Scientists measure the effectiveness of the drug group vs. the effectiveness of the control group. A great deal of analysis is done to ensure that the drug is not just effective, but that it is better than doing nothing at all (the control group). Whether or not a drug is *actually* effective can be a great source of contention among the medical research community.

Pharmaceutical scientists have just developed a new cold medicine, dubbed MiraQuil.

The scientists put the drug through extensive clinical trials. They found that of the participants who had a cold and then received the drug, 98% of them experienced no cold symptoms after a week!

Have the scientists made a good case that their drug is effective? Should they start selling the drug?

**Image Credit**: MarkBuckawicki

## Probability in Manufacturing

The study of probability allows for intelligent decision-making in manufacturing. In particular, it allows factory managers to make cost-effective decisions when it comes to quality control. By analyzing the probability of a defective product and the financial consequences of a defective product, factory managers are able to use their money and resources most effectively to help produce quality products.
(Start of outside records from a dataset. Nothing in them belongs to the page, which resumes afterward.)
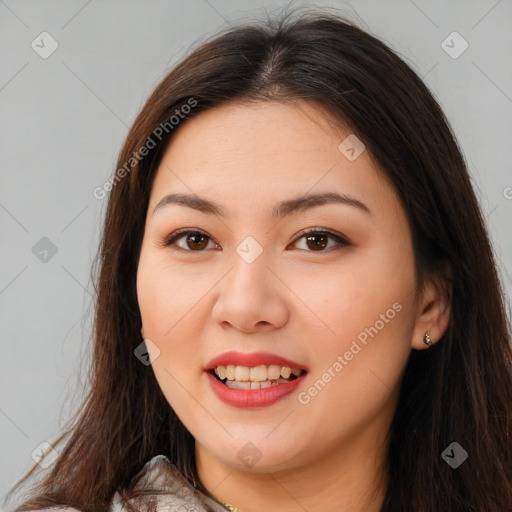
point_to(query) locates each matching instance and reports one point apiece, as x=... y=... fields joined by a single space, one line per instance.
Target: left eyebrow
x=281 y=210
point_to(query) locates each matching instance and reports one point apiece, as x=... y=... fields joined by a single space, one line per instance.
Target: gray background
x=63 y=120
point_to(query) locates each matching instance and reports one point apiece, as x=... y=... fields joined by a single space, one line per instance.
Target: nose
x=251 y=298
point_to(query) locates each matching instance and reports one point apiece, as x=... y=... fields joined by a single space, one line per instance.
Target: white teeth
x=242 y=373
x=274 y=371
x=234 y=384
x=285 y=372
x=262 y=376
x=230 y=372
x=259 y=373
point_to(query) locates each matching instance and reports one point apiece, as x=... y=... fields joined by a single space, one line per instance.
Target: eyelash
x=341 y=241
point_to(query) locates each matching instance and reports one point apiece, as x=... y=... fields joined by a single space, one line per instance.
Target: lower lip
x=245 y=398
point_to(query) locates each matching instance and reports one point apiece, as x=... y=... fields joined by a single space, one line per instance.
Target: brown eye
x=317 y=240
x=195 y=241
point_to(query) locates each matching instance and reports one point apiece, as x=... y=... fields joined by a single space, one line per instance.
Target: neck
x=349 y=478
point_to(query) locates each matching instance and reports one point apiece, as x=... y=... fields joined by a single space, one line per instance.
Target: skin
x=294 y=301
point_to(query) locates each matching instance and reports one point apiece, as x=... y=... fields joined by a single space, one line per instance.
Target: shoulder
x=159 y=473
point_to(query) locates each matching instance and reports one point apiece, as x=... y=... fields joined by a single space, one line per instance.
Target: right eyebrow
x=281 y=210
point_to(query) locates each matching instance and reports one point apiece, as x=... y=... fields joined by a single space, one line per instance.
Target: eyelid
x=340 y=240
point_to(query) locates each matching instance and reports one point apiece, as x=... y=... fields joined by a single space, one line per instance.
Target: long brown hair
x=458 y=390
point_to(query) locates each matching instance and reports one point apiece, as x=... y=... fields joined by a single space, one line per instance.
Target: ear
x=434 y=308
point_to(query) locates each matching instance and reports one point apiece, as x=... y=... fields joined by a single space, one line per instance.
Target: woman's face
x=341 y=311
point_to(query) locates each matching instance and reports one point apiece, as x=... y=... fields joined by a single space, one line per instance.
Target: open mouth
x=258 y=377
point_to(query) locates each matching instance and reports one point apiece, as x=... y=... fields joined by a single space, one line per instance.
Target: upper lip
x=251 y=359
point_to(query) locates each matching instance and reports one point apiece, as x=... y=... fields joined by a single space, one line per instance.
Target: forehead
x=268 y=150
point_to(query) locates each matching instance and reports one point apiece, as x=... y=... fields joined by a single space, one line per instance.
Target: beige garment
x=162 y=475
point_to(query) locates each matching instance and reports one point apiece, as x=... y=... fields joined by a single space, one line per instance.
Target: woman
x=293 y=232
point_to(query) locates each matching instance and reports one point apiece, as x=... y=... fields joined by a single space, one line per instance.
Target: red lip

A toothbrush factory produces 200,000 toothbrushes every day. The manufacturing process isn't perfect, and there are sometimes toothbrushes made with defects.

An analyst has calculated that each toothbrush has a 0.004 probability of having a defect. If a customer receives a defective product, then it will cost the company $5 to replace the product and satisfy the customer.

The factory manager can choose to hire a Quality Assurance team to find and fix all defective toothbrushes as they are produced. How much would the factory manager be willing to spend on this team per day?